Of course, not everything we tried worked, and not every synthesis project came to such rich fruition. Here’s what’s difficult to downright hard about running a DGS:
- Giving graduate students the reins to a team-based project is not as easy as it could be. Turns out that true teamwork takes both time and work. Students need to learn to be leaders, and the realization that leadership doesn’t mean telling people what to do can be startling, even off-putting. What we hear now on the backside of successful publication is that the opportunity to really engage in team-based synthesis was one of the best opportunities of their graduate experience. But that’s not necessarily what they, or their advisors, said at the time…
- Confronting the cultural barriers in the conduct of science was a major challenge. Not surprisingly, how we practice our craft in the U.S., China, Brazil, Chile and Kenya is different. We approached nearly 10 universities in China before we found a faculty leader excited about collaborating. Most found our model too contrary to their model of student research work very strongly directed by senior scientists.
- The most difficult aspect of our model was the funding disparity between national and international teams. National teams had the benefit of NSF funding for an RA. International teams didn’t have this advantage; yet these are exactly the students who could really benefit from more financial support as central resources in some participating countries was lacking. Whereas some international students soared, many were unable to accomplish group tasks in addition to their own, often much more structured, research work.
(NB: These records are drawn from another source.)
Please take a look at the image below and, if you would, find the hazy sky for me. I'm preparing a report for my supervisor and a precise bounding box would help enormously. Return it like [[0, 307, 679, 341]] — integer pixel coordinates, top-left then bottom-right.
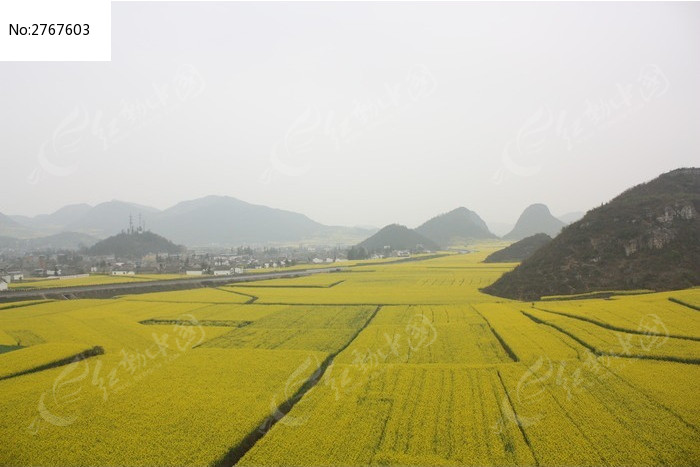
[[0, 2, 700, 226]]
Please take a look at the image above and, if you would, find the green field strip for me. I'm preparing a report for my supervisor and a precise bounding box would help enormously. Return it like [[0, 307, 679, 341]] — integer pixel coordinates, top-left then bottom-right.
[[213, 305, 382, 467]]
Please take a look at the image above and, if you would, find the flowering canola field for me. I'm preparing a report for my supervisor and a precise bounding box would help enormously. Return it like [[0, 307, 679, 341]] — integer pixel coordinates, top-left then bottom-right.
[[0, 246, 700, 466]]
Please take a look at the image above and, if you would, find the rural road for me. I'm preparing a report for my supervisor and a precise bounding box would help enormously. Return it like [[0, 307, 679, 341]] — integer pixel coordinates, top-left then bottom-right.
[[0, 267, 344, 303]]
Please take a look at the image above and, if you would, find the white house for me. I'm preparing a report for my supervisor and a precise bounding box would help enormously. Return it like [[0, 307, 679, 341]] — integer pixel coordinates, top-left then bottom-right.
[[8, 271, 24, 282]]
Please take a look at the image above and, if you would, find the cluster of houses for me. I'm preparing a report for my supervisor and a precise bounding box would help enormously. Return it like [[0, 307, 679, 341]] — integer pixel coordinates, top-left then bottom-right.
[[0, 269, 24, 292]]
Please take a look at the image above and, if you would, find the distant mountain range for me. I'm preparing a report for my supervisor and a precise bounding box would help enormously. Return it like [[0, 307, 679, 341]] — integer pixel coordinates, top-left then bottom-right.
[[415, 207, 498, 248], [484, 168, 700, 300], [357, 224, 440, 253], [484, 233, 552, 263], [0, 232, 98, 250], [503, 204, 566, 241], [0, 196, 376, 246], [87, 232, 185, 259], [0, 196, 592, 252]]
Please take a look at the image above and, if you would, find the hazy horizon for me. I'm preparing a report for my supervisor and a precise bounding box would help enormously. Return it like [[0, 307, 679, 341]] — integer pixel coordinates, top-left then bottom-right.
[[0, 2, 700, 227]]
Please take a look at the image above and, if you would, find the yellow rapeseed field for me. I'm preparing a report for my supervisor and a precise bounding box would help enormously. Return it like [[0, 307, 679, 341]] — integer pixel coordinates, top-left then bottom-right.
[[0, 247, 700, 466]]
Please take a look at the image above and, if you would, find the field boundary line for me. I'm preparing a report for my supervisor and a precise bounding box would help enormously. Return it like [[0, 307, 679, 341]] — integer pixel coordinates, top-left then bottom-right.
[[224, 279, 345, 289], [469, 303, 520, 363], [496, 370, 540, 465], [533, 307, 700, 341], [214, 287, 260, 305], [0, 345, 105, 381], [668, 297, 700, 311], [520, 310, 700, 365]]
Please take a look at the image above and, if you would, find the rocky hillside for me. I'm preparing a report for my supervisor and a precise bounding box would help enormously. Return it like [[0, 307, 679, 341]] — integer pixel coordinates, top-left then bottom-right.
[[484, 233, 552, 263], [503, 204, 566, 241], [416, 207, 497, 247], [357, 224, 439, 253], [484, 168, 700, 300], [87, 232, 184, 259]]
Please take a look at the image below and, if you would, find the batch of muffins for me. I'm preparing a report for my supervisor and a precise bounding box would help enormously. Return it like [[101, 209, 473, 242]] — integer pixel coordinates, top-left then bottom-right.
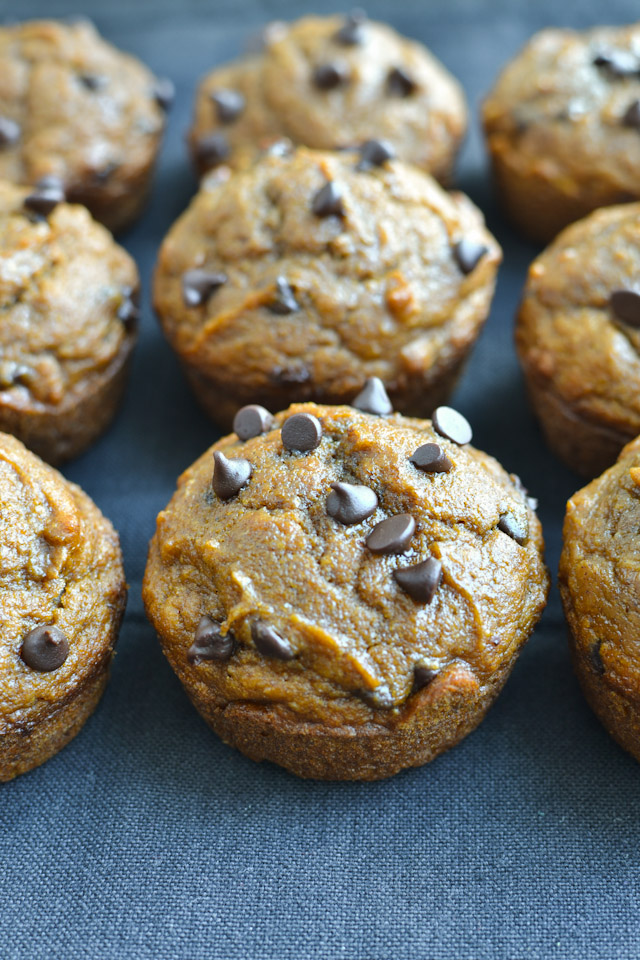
[[0, 10, 640, 780]]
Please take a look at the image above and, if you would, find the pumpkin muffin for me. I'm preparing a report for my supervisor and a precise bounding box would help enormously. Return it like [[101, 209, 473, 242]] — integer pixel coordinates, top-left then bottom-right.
[[0, 434, 126, 781], [559, 439, 640, 760], [0, 181, 138, 463], [516, 203, 640, 477], [189, 10, 467, 182], [143, 394, 547, 780], [484, 24, 640, 243], [0, 20, 173, 231], [154, 141, 501, 428]]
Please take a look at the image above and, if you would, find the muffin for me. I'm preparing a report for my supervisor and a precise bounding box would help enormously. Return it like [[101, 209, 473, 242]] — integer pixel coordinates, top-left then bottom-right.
[[143, 394, 547, 780], [189, 10, 467, 182], [0, 434, 126, 781], [484, 23, 640, 243], [559, 438, 640, 760], [0, 181, 138, 463], [154, 141, 501, 428], [516, 203, 640, 477], [0, 20, 172, 231]]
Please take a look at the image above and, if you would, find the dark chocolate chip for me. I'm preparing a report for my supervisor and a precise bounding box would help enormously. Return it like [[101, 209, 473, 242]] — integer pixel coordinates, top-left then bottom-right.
[[182, 268, 227, 307], [498, 513, 529, 545], [0, 117, 20, 150], [211, 90, 247, 123], [233, 403, 273, 440], [393, 557, 442, 603], [453, 240, 489, 274], [23, 177, 65, 217], [20, 626, 69, 673], [196, 133, 231, 167], [609, 289, 640, 327], [327, 483, 378, 526], [251, 620, 295, 660], [333, 7, 367, 47], [280, 413, 322, 453], [152, 77, 176, 113], [356, 140, 396, 170], [622, 100, 640, 130], [187, 617, 236, 664], [268, 277, 300, 316], [409, 443, 453, 473], [413, 663, 438, 691], [366, 513, 416, 553], [211, 450, 251, 500], [311, 180, 344, 217], [351, 377, 393, 417], [311, 63, 349, 90], [432, 407, 473, 446], [387, 67, 418, 97]]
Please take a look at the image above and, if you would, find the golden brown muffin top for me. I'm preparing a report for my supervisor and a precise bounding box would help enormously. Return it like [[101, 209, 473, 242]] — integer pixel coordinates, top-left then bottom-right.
[[144, 400, 547, 725], [0, 20, 164, 195], [154, 148, 501, 399], [190, 16, 467, 179], [0, 434, 125, 731], [0, 181, 138, 408], [516, 203, 640, 435], [484, 24, 640, 199]]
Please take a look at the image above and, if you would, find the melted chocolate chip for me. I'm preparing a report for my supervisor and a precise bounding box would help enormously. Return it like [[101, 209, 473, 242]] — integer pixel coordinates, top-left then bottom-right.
[[351, 377, 393, 417], [498, 513, 529, 546], [182, 268, 227, 307], [211, 90, 247, 123], [280, 413, 322, 453], [251, 620, 295, 660], [268, 277, 300, 316], [327, 483, 378, 526], [453, 240, 489, 274], [333, 7, 367, 47], [393, 557, 442, 603], [311, 180, 344, 217], [0, 117, 20, 150], [311, 63, 349, 90], [187, 617, 236, 665], [409, 443, 453, 473], [366, 513, 416, 553], [432, 407, 473, 446], [20, 626, 69, 673], [211, 450, 251, 500], [356, 140, 396, 170], [387, 67, 418, 97], [233, 403, 273, 440], [195, 133, 231, 167], [151, 77, 176, 113]]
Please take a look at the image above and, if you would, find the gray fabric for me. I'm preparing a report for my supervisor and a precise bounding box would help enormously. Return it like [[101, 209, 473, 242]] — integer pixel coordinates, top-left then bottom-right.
[[0, 0, 640, 960]]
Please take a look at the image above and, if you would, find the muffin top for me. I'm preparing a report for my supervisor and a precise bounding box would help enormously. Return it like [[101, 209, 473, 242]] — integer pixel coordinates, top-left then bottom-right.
[[0, 434, 125, 732], [560, 439, 640, 697], [154, 144, 501, 400], [516, 203, 640, 435], [0, 20, 165, 199], [191, 11, 466, 179], [484, 24, 640, 200], [0, 181, 138, 409], [144, 400, 547, 726]]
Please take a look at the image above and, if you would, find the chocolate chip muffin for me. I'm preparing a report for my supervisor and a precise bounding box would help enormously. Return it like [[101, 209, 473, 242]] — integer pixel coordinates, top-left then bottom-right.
[[484, 24, 640, 242], [143, 390, 547, 780], [516, 203, 640, 476], [0, 181, 138, 463], [154, 141, 501, 428], [189, 10, 467, 182], [0, 434, 126, 781], [559, 439, 640, 760], [0, 20, 172, 230]]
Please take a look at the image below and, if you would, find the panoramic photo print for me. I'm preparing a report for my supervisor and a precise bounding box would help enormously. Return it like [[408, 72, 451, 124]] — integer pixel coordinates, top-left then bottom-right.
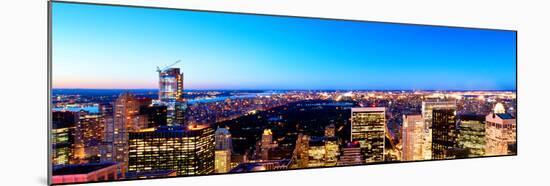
[[49, 2, 517, 184]]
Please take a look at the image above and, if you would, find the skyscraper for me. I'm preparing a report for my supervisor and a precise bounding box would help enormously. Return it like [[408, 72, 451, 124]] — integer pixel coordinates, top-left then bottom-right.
[[325, 124, 336, 137], [75, 110, 105, 162], [158, 68, 186, 125], [422, 99, 456, 160], [351, 107, 386, 163], [458, 114, 485, 157], [260, 129, 276, 160], [112, 93, 143, 168], [432, 108, 458, 159], [485, 104, 516, 156], [401, 115, 425, 161], [214, 127, 233, 173], [128, 125, 215, 176], [337, 142, 365, 166], [51, 111, 77, 165]]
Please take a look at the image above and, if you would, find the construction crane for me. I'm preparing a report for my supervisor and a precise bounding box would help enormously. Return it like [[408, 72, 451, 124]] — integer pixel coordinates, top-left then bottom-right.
[[157, 60, 181, 73]]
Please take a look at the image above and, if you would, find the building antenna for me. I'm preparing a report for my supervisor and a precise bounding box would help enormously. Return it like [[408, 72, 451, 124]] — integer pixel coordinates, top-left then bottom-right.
[[157, 60, 181, 73]]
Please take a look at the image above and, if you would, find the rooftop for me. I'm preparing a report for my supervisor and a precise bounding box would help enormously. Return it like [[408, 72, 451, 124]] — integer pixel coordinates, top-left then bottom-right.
[[52, 162, 117, 176], [351, 107, 386, 112]]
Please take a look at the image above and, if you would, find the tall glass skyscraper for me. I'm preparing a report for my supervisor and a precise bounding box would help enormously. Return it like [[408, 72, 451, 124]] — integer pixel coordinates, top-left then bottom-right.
[[401, 115, 425, 161], [422, 99, 456, 160], [351, 107, 386, 163], [214, 127, 233, 173], [158, 68, 186, 125], [432, 108, 458, 159]]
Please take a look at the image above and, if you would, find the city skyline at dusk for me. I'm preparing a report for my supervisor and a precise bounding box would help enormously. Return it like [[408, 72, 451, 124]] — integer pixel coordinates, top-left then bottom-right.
[[48, 2, 518, 184], [52, 3, 516, 90]]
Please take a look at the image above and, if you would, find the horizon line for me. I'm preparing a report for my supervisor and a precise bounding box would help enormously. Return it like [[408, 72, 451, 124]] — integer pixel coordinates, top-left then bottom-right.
[[52, 88, 517, 92]]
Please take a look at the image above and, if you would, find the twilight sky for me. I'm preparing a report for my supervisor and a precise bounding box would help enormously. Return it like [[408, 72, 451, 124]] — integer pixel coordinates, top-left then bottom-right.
[[52, 2, 516, 90]]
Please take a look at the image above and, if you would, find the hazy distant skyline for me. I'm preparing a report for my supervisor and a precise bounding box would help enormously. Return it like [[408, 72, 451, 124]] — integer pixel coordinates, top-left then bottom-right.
[[52, 2, 516, 90]]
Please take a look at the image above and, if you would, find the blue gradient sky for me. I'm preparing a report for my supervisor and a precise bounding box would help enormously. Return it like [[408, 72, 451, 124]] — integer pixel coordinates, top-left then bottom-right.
[[52, 3, 516, 90]]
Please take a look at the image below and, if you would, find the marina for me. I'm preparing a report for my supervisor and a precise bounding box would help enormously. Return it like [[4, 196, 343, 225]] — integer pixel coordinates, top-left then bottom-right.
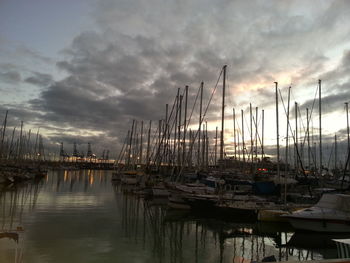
[[0, 0, 350, 263], [0, 170, 350, 263]]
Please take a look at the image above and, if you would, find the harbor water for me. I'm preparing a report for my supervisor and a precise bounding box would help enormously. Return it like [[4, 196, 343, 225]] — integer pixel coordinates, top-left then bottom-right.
[[0, 170, 344, 263]]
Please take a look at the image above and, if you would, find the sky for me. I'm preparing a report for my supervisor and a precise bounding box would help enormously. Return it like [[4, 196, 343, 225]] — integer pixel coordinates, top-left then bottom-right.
[[0, 0, 350, 165]]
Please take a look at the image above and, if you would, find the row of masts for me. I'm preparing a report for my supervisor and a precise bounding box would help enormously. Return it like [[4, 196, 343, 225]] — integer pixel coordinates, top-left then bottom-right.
[[117, 66, 350, 179], [0, 111, 45, 162]]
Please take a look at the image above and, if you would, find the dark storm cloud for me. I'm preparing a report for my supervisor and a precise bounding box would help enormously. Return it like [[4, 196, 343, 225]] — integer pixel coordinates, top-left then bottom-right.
[[0, 71, 21, 84], [17, 0, 350, 154], [24, 72, 53, 87]]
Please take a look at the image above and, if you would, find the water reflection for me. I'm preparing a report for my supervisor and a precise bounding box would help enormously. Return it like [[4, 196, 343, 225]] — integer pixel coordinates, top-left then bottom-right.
[[0, 170, 348, 263], [114, 185, 344, 262]]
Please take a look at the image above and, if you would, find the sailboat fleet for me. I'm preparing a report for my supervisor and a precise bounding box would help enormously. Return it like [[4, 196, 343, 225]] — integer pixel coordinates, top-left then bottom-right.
[[112, 65, 350, 232]]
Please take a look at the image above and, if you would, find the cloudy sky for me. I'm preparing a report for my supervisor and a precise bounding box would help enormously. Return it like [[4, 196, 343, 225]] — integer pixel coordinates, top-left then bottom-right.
[[0, 0, 350, 163]]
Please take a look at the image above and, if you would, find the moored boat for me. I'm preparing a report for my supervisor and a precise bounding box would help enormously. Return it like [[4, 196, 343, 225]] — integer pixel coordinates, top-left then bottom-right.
[[284, 194, 350, 233]]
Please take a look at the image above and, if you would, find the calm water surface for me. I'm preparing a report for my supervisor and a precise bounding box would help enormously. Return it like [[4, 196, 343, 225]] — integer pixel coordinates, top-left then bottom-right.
[[0, 170, 344, 263]]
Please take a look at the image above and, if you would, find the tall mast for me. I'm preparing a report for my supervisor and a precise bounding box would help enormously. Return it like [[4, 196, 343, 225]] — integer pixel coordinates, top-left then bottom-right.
[[249, 103, 254, 165], [214, 126, 218, 166], [177, 95, 183, 167], [284, 87, 291, 204], [334, 134, 338, 172], [182, 86, 188, 165], [261, 110, 265, 159], [306, 108, 311, 170], [127, 120, 135, 168], [164, 104, 169, 165], [146, 120, 152, 166], [197, 81, 204, 168], [318, 79, 322, 176], [220, 65, 227, 170], [140, 121, 143, 165], [275, 82, 280, 182], [1, 110, 8, 155], [294, 102, 299, 172], [233, 108, 237, 160], [241, 110, 245, 164], [205, 122, 209, 170], [173, 88, 180, 166], [255, 107, 258, 161], [345, 102, 350, 174]]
Putting a DGS together isn’t for everyone. It takes a huge time commitment – like any large project – but without the a priori reward of multiple authorship in the peer-reviewed literature. Being PIs is somewhere between über Moms, motivational speakers, and crazy people. Definitely not for the early career scientist or those whose principal motivation is a focus on excellent primary science. On the other hand, as Chief Scientist of an international conservation NGO, DBDGS enabled me to engage with some of the brightest young conservationists worldwide, and especially provided a mechanism to connect developing country scientists working in remote tropical forests with an international science network. And as an Associate Dean for Academic Affairs and Diversity, it’s been a fabulous chance to have a hand in shaping one direction of graduate education. The era of the single PI creating and publishing solo work is largely over. We work in groups, both inside and outside of academe. Why not make that experience de rigueur, if not central, to graduate education?
Julia K. Parrish
Associate Dean, College of the Environment
University of Washington
Sandy Andelman
Chief Scientist
Conservation International
PIs – Dimensions of Biodiversity Distributed Graduate Seminar (DBDGS)
Thank you so much for highlighting BioDiverse Perspectives! The dimensions of biodiversity distributed graduate seminar has been a truly rewarding program, and I have been very lucky to be able to participate as a part of the University of North Carolina team.